Ensuite, le juge du tarif relève que le nombre de journées d’activité retenu par le directeur général de l’ARS n’est pas conforme à celui dont le respect est prescrit par la règlementaire budgétaire règlementaire, à savoir la moyenne des volumes d’activité constatés les trois dernières années. Il rejette donc la prévision d’activité de l’agence et retient celle de l’organisme gestionnaire.

Statuant enfin sur la légalité de l’abattement pratiqué, la juridiction :

  • rappelle certaines des dispositions des articles L. 314-7, R. 314-23 et R. 314-24 du CASF qui définissent limitativement les motifs d’abattement :
    • incompatibilité avec la dotation régionale limitative (DRL) ;
    • dépenses manifestement hors de proportion avec le service rendu ou avec le coût des établissements et services sociaux et médico-sociaux (ESSMS) fournissant des prestations comparables. Sur ce point, le juge précise, à propos des coûts des établissements et services fournissant des prestations comparables, que les textes permettent la prise en compte, par l’autorité de tarification :
      • des coûts moyens et médians de certaines activités ou de certaines prestations, en vue de réduire les inégalités de dotation entre ESSMS ;
      • de la valeur des indicateurs comparée à celle des indicateurs des ESSMS qui fournissent des prestations comparables ;
      • des priorités qu’elle se fixe en matière d’action sociale, notamment s’agissant de l’objectif annuel ou pluriannuel d’évolution des dépenses, de ses priorités en matière d’action sociale ou encore des orientations des schémas ;
      • des résultats d’une étude réalisée par l’organisme gestionnaire à la demande du tarificateur (article R. 314-61 du CASF) ;
      • des indicateurs de référence ministériels par catégorie d’ESSMS (article R. 314-33-1) ;
    • dépenses injustifiées ou excessives compte tenu des conditions de satisfaction des besoins de la population, ou de l’activité et des coûts des ESSMS fournissant des prestations comparables ;
  • considère, au vu de ces principes textuels, que l’autorité de tarification peut tenir compte, au-delà de la capacité autorisée de l’ITEP, de son taux d’occupation réel, à condition toutefois de le faire dans le cadre d’une comparaison entre son coût et celui des ITEP comparables ;
  • constate qu’en l’espèce, si le directeur général de l’ARS soutient que le coût à la place de l’ITEP est de 49 243 euros alors que le coût à la place moyen des ITEP en semi-internat serait de 41 831 euros, ce dernier chiffre n’a pas été calculé à partir du coût des ITEP en semi-internat implantés dans la région mais à partir du coût moyen des ITEP en internat, ce coût étant ensuite corrigé – selon une méthode non précisée – pour établir un coût moyen en semi-internat ;
  • en déduit que l’abattement litigieux, qu’il soit fondé sur des dispositions du ROB – non conformes au CASF – ou sur la comparaison entre le coût à la place de l’ITEP et celui d’autres établissements fonctionnant dans des conditions distinctes, est dépourvu de base légale.
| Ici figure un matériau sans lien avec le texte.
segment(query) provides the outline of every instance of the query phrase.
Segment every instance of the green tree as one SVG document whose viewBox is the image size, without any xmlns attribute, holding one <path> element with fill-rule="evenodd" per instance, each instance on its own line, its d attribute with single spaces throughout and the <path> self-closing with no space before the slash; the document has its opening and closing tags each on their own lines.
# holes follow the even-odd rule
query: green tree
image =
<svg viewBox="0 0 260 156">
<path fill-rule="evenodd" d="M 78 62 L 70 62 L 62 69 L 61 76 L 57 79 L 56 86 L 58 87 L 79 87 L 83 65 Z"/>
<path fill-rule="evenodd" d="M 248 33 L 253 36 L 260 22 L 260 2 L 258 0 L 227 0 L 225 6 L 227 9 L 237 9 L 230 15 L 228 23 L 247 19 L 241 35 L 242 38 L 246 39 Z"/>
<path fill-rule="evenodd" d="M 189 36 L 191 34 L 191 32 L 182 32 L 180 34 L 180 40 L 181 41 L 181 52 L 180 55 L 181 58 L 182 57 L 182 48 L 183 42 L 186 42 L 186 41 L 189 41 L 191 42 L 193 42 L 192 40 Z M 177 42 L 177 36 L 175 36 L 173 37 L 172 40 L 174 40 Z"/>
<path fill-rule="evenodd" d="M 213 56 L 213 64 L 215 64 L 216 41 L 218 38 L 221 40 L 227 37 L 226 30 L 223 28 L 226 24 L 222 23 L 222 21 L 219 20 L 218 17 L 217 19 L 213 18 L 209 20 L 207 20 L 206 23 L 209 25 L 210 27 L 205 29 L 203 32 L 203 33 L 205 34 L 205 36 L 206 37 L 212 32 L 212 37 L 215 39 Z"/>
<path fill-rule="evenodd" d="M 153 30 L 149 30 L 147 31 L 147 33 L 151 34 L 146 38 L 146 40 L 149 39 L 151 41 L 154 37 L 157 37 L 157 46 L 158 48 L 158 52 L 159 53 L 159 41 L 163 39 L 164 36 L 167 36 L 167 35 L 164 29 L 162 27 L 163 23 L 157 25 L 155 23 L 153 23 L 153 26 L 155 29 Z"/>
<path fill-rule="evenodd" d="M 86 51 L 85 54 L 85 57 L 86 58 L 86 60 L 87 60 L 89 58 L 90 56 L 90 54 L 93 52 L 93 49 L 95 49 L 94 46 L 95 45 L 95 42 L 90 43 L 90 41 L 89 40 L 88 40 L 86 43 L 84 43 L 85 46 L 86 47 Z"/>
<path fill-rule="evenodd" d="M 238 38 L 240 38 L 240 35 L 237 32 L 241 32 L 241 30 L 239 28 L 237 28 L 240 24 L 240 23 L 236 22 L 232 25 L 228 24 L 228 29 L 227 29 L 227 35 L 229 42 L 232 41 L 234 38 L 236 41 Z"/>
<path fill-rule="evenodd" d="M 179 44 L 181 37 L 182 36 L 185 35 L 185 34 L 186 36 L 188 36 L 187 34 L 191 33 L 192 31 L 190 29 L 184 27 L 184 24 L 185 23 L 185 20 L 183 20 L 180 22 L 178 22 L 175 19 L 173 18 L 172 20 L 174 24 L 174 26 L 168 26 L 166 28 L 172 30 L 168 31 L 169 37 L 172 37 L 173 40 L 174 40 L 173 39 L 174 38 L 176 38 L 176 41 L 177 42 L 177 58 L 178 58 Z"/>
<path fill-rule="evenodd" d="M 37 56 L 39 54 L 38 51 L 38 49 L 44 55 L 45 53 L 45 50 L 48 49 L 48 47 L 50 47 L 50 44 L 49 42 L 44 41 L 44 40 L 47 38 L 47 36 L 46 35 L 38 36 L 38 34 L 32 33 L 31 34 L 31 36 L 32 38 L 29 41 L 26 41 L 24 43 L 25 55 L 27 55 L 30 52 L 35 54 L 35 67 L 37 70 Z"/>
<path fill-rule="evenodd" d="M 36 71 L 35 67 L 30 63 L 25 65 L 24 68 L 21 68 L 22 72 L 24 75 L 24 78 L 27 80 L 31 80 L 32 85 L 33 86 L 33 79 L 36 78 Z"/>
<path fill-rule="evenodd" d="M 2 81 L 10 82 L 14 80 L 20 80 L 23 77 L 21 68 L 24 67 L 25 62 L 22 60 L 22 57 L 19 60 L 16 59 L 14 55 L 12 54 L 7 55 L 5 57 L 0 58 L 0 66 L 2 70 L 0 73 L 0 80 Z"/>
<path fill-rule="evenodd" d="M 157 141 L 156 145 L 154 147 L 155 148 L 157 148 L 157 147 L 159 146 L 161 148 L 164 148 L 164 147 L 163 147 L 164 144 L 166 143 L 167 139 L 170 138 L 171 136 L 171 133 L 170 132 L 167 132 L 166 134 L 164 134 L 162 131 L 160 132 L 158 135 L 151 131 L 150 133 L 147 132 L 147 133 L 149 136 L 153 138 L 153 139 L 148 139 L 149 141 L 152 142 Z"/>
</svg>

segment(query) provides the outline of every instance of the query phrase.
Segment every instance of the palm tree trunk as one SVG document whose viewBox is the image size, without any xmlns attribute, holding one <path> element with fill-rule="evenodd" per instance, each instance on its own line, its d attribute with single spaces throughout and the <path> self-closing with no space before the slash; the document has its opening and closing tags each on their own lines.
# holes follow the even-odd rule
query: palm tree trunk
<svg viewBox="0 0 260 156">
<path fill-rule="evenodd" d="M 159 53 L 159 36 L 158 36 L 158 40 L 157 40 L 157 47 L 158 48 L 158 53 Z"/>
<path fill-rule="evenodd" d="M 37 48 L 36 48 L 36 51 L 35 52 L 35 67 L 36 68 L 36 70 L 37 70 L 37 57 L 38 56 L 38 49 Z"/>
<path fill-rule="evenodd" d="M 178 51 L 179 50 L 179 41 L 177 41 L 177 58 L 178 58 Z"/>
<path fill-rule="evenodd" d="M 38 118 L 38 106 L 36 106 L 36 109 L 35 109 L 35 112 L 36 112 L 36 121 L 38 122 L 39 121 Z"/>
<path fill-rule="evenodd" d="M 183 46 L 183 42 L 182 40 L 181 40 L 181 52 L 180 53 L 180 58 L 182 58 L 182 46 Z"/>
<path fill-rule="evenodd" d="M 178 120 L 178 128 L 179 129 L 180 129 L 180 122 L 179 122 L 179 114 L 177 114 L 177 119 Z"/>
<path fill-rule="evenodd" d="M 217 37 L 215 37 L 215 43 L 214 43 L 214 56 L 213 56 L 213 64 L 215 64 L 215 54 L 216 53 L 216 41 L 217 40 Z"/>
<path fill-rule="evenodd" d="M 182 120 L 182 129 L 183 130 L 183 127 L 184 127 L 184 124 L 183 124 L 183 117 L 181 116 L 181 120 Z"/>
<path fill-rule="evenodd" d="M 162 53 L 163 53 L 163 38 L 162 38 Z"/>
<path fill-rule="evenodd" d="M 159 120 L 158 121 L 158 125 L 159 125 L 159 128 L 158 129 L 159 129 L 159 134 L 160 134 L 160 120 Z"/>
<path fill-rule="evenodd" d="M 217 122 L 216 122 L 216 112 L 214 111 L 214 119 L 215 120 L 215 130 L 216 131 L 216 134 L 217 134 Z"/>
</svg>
Dès lors, le TITSS admet la validité des propositions budgétaires de l’organisme gestionnaire en tenant compte de l’activité qu’il avait prise en compte. Toutefois, les écritures de l’Association gestionnaire étant insuffisamment précises, le Tribunal n’est pas en mesure de recalculer le prix de journée et renvoie donc l’organisme gestionnaire devant l’ARS pour qu’elle le fixe en tenant compte du jugement.

4. L’intérêt du jugement

Le jugement rendu dans ce litige – qui, à ce jour, n’a pas fait l’objet d’un arrêt de la Cour nationale de la tarification sanitaire et sociale (CNTSS) – présente un grand intérêt à au moins trois titres.

Son intérêt majeur, sans doute, tient à ce que, pour le juge du tarif, l’échéance d’un CPOM entraîne de plein droit le retour à la procédure budgétaire règlementaire. C’est là un point crucial qui avait, dès l’institution des CPOM dans le CASF, retenu l’attention des commentateurs : quelles seraient les conséquences, en termes de tarification, de la non conclusion ou de l’expiration du contrat ? La réponse est à la fois claire et logique : s’il n’y a pas – ou plus – de contrat, alors c’est le droit commun qui s’applique, droit commun qui résulte des articles L. 314-1 et suivants et R. 314-1 et suivants du CASF. Les organismes gestionnaires ne doivent donc pas avoir peur du vide, qu’ils n’aient pas encore signé un CPOM obligatoire, qu’ils aient refusé de le signer ou que leur contrat soit échu et non encore remplacé.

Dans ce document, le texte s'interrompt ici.